13 de Maio: a liberdade incompleta de um país desigual
A edição desta quarta-feira da Folha de S.Paulo traz uma importante reportagem do jornalista João Pedro Pitombo sobre a descoberta, na França, de uma fotografia inédita da missa campal realizada poucos dias após a assinatura da Lei Áurea, em maio de 1888.
A imagem é histórica. Mostra uma multidão celebrando o fim formal da escravidão no Brasil. Mas também revela uma contradição brutal: o país festejava a liberdade enquanto abandonava os negros libertos à miséria, à exclusão e ao desemprego.
A abolição foi necessária, justa e civilizatória. Mas foi profundamente incompleta.

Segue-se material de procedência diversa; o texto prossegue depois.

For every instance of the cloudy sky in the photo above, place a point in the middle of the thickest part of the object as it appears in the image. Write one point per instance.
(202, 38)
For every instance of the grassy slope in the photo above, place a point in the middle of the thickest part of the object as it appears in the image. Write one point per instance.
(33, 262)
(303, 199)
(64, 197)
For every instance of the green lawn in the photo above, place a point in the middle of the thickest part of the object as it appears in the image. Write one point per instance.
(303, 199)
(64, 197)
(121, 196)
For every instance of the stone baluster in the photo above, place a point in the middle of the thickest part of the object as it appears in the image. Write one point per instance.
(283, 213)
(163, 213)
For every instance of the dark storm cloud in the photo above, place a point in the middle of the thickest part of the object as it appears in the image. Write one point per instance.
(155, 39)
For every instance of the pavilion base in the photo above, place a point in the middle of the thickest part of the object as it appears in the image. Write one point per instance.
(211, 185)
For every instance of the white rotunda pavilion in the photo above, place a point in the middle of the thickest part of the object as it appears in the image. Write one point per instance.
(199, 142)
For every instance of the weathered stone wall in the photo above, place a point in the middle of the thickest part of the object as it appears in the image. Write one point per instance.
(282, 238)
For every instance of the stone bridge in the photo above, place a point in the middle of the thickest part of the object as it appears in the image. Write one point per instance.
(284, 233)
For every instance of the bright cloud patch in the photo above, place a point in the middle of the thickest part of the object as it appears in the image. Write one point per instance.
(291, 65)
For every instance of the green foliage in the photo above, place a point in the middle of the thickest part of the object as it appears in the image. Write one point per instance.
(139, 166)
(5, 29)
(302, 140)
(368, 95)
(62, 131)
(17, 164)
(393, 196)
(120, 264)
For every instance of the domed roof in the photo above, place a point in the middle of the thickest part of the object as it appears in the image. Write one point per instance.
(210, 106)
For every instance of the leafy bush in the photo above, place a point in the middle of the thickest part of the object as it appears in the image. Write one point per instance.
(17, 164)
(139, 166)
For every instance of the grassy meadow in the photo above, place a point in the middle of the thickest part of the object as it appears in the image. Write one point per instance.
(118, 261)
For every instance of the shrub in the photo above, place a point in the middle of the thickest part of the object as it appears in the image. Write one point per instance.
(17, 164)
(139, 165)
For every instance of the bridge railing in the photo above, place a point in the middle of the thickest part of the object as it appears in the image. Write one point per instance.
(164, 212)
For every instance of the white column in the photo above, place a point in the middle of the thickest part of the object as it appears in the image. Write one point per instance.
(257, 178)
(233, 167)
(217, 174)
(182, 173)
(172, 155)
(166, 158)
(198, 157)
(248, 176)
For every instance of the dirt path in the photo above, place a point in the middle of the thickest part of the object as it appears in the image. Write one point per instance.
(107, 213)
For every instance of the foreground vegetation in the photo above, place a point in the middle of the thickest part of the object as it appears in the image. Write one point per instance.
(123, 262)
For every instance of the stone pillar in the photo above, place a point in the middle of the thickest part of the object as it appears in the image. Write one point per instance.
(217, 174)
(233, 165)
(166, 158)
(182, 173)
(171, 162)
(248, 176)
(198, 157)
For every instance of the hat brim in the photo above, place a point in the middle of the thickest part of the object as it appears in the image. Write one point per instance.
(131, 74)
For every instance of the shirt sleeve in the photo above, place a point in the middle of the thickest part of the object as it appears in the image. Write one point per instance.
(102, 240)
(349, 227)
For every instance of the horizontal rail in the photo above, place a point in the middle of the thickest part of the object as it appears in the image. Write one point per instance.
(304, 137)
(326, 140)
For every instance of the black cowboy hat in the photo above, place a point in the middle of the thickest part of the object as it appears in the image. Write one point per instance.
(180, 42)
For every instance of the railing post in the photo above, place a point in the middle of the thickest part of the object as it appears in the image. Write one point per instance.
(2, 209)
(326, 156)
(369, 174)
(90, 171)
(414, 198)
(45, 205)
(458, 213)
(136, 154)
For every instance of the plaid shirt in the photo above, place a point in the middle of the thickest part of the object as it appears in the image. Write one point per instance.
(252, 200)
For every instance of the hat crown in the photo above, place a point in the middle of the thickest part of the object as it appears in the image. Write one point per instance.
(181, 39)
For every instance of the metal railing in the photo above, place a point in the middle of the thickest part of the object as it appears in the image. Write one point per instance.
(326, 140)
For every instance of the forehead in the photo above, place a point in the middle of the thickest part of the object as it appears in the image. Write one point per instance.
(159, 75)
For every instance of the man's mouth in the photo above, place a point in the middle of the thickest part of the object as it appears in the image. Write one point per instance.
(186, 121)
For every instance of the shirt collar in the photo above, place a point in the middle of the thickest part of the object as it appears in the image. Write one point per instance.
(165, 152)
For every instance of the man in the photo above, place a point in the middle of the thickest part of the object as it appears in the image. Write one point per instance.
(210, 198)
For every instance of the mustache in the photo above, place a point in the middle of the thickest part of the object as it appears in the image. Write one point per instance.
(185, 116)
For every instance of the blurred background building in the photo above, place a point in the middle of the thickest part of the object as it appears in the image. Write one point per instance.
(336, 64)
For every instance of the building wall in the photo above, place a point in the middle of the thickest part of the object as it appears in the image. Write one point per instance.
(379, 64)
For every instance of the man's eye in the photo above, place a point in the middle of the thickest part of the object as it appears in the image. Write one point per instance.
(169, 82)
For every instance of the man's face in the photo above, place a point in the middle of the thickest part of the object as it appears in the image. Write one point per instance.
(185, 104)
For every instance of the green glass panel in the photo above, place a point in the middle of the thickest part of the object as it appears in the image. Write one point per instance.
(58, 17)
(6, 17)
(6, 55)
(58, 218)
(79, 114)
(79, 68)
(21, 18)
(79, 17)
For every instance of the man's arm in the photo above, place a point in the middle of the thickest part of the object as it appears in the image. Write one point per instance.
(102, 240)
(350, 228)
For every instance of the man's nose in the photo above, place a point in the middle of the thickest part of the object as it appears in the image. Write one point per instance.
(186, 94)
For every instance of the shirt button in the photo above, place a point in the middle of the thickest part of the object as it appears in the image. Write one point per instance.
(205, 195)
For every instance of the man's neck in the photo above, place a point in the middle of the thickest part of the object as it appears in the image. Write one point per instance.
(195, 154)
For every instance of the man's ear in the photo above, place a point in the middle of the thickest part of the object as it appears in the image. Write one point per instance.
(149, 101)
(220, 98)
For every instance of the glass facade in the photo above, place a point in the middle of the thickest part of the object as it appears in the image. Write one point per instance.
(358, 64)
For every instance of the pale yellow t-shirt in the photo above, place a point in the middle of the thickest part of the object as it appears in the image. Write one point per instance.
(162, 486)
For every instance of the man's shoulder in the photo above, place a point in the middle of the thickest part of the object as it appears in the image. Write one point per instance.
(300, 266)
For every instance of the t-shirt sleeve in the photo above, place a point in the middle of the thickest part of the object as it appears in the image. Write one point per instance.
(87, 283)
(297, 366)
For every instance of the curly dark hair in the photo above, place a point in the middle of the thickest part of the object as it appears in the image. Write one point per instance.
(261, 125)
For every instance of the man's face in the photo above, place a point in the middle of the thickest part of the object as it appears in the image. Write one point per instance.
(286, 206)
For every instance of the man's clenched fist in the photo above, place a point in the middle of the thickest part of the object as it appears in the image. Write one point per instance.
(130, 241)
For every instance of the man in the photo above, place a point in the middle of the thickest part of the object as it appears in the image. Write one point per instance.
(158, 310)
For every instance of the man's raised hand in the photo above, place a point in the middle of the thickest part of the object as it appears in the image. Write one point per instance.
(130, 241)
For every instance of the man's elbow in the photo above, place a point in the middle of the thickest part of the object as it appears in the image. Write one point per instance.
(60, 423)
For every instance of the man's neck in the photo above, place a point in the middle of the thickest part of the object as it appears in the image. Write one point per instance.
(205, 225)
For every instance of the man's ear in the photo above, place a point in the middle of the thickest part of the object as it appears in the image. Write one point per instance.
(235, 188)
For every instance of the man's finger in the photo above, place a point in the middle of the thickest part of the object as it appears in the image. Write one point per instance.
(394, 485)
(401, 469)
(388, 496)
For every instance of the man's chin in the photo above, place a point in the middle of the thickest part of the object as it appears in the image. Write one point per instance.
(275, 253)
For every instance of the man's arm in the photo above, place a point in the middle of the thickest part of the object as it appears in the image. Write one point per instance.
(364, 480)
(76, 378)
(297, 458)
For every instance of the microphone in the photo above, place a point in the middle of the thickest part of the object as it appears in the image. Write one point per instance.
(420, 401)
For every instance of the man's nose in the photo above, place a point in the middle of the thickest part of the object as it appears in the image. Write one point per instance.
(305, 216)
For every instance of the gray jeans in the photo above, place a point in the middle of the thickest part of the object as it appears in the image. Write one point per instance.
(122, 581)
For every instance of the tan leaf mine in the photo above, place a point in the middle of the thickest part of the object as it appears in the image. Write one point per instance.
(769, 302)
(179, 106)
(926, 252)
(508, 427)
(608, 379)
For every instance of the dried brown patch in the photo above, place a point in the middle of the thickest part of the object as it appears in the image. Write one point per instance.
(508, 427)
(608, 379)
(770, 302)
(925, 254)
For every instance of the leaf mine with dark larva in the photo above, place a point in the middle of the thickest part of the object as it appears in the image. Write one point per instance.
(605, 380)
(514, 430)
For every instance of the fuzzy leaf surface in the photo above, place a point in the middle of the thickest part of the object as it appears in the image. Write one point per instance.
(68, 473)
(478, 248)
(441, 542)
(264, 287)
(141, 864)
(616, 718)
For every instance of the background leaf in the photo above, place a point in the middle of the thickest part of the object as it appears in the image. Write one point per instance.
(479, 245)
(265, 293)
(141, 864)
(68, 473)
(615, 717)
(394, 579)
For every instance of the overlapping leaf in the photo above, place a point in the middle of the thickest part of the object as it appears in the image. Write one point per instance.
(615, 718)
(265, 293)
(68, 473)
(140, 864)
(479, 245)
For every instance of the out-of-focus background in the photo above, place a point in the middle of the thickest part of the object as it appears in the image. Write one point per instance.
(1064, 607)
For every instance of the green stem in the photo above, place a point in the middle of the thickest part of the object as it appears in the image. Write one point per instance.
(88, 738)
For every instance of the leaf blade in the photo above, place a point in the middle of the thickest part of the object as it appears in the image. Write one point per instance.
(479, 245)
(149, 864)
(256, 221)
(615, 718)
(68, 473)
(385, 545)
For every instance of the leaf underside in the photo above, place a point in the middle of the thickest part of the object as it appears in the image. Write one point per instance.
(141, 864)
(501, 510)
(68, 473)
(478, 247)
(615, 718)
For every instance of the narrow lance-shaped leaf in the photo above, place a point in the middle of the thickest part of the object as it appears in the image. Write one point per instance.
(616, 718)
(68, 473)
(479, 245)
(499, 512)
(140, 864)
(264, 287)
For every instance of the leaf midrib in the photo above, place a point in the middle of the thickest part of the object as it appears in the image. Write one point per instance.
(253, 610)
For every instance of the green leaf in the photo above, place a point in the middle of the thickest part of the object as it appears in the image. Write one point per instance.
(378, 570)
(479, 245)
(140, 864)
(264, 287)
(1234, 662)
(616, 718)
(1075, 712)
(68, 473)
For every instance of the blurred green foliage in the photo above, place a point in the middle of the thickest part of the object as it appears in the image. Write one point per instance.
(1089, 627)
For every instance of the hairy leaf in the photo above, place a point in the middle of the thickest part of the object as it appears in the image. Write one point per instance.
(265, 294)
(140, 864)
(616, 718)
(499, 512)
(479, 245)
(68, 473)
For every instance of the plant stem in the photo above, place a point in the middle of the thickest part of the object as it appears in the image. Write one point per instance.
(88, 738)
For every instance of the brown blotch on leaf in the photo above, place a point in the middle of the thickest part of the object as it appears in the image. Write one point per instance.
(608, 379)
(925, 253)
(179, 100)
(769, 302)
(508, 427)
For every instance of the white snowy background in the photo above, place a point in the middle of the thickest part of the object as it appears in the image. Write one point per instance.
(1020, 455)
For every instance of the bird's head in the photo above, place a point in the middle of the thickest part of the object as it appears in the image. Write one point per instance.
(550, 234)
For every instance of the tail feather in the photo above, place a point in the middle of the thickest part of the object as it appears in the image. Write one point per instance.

A elite brasileira, que durante mais de três séculos acumulou riqueza com o suor, o sangue e a morte de milhões de escravizados, aceitou o fim da escravidão sem aceitar a inclusão social dos negros. Libertaram os escravos, mas não lhes deram terra, escola, moradia, trabalho digno ou qualquer reparação econômica.
Foi uma falsa transição. Mudou-se a lei para preservar os privilégios.
O Brasil aboliu a escravidão sem realizar reforma agrária. Sem democratizar a educação. Sem criar mecanismos mínimos de integração econômica da população negra. A consequência dessa escolha histórica está diante dos nossos olhos até hoje: pobreza concentrada, desigualdade racial, periferias abandonadas e um mercado de trabalho profundamente excludente.

Nada disso foi acidente. Foi projeto de poder.
A mesma elite agrária e conservadora que resistiu à abolição resistiu depois aos direitos trabalhistas, ao voto popular, à previdência social rural e às conquistas sindicais. Cada avanço social no Brasil exigiu luta, greve, organização popular e enfrentamento político.
Os trabalhadores do campo sabem disso como poucos. Direitos básicos — carteira assinada, aposentadoria rural, férias, jornada regulada — foram conquistados muito tarde e sempre sob feroz resistência dos setores dominantes.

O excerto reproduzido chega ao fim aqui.